Consider Your Rhetorical Stance:
Take time to think about where you really stand on the topic you've chosen to research and write about. This is called your Rhetorical Stance. Ask yourself - what's your overall attitude toward the topic, what's interesting about it, and what preconceived notions do you have about the topic? Knowing this will help you decide if you need to gather more information on your topic or if you need to approach it more objectively.
Focus on Your Audience:
A mature writer/researcher has the ability to write/research for a variety of audiences; the language, style and evidence should all be appropriate for the particular targeted audience. When planning, ask yourself - who will be reading what you've written - then think about the following:
- What group of people do you most want to reach? Exactly who do you want to reach? Your boss? People sympathetic to your point of view? Fellow researchers? People who disagree with you? Knowing this can help you select sources, choose your words, organize your ideas and know just what to stress so you are reaching your specific audience.
- How much do you know about your intended audience? How are your audience members different from you? From one another? Find out as much about your audience as you can - think in terms of education, geographical location, age, sex, occupation, social class, ethnic and cultural heritage, politics, religion, marital status, sexual orientation, etc. Once again, the more you know about your audience, the better you will be able to tailor your piece of writing to fit them and the more likely your audience will respond the way you want them to.
- What assumptions do you make about your audience?
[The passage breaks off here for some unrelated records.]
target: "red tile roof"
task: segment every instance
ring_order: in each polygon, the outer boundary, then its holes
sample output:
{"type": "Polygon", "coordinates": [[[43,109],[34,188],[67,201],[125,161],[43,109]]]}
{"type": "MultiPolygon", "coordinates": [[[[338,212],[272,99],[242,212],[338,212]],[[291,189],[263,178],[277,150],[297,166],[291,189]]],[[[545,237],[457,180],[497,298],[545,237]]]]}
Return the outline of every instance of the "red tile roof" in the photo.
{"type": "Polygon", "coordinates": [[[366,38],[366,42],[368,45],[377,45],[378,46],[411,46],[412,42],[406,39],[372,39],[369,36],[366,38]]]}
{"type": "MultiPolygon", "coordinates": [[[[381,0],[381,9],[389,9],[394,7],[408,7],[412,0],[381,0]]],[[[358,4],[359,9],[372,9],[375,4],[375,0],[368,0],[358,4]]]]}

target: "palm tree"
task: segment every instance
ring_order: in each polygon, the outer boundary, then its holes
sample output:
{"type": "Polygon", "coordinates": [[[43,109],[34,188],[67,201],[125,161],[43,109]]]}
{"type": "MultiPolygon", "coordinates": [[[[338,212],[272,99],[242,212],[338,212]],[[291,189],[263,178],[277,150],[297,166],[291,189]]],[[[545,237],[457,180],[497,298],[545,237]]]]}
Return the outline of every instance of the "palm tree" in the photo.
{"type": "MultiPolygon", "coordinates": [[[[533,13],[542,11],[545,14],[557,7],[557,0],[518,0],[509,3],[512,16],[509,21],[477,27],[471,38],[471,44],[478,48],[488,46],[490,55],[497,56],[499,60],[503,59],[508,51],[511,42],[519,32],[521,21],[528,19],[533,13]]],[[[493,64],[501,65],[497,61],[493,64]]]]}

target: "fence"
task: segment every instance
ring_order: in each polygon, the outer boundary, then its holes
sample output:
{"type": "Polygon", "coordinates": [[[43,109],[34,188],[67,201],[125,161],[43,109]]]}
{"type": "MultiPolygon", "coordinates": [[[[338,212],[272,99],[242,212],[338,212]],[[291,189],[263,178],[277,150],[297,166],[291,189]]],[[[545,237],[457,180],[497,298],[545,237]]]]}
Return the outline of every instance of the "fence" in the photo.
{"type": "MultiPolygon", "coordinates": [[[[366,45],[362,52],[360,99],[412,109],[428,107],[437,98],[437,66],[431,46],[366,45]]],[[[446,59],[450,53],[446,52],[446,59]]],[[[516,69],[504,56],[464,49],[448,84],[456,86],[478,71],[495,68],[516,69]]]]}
What does your audience value? And here, we're not talking about morals or values. Are you writing for a business executive or fellow researcher with limited time who appreciates memos or reports that are short, sweet and to the point? Or are you writing to an audience (perhaps a colleague who's researching the same topic in the humanities) who values creativity and wants you to expand and explain as much detail as possible? Will you need to be original, conform to certain expectations, be honest, be adventurous be witty, or be serious?
- What's your audience's stance toward your topic? What is your audience likely to know about your topic? Will they bring preconceived views with them? Whether your audience is for or against you, or even undecided, knowing this can help you choose evidence that may help sway them over to your side.
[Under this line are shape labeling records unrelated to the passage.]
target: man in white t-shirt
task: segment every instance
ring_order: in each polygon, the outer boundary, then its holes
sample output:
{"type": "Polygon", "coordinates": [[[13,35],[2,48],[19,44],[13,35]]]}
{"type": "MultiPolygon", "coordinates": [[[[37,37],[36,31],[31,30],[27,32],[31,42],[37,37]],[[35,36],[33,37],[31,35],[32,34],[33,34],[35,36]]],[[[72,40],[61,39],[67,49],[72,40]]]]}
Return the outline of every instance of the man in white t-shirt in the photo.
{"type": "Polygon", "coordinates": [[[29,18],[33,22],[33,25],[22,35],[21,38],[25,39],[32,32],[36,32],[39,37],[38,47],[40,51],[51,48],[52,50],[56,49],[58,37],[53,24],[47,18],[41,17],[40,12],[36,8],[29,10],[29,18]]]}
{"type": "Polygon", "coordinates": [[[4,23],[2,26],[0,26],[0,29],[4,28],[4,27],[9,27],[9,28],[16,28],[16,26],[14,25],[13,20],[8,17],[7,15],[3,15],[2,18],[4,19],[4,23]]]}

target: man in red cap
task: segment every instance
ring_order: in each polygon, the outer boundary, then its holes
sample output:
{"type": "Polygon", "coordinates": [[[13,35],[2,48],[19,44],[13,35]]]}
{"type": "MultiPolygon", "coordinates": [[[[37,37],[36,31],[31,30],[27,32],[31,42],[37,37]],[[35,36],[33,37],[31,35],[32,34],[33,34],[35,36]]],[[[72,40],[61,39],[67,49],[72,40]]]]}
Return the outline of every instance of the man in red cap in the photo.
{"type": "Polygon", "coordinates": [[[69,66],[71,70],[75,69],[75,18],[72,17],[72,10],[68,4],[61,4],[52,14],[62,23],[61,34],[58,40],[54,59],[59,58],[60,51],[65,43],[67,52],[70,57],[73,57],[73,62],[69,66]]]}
- What's your relationship to the audience? Are you a peer writing to other peers? A subordinate writing to a supervisor? Or are you a citizen writing to the community? In each of these instances, you would write differently about the same topic.
- What's your attitude toward the audience? Are you friendly, hostile, or neutral? For example, if you are very hostile toward your audience, you'll have to carefully monitor your selection of sources and your writing to prevent that hostility from slipping through and turning off your audience.
- Finally, and most importantly, what response do you want from your audience? What was your main reason and purpose for writing the memo, essay, research report, etc.? What do you want your audience to do?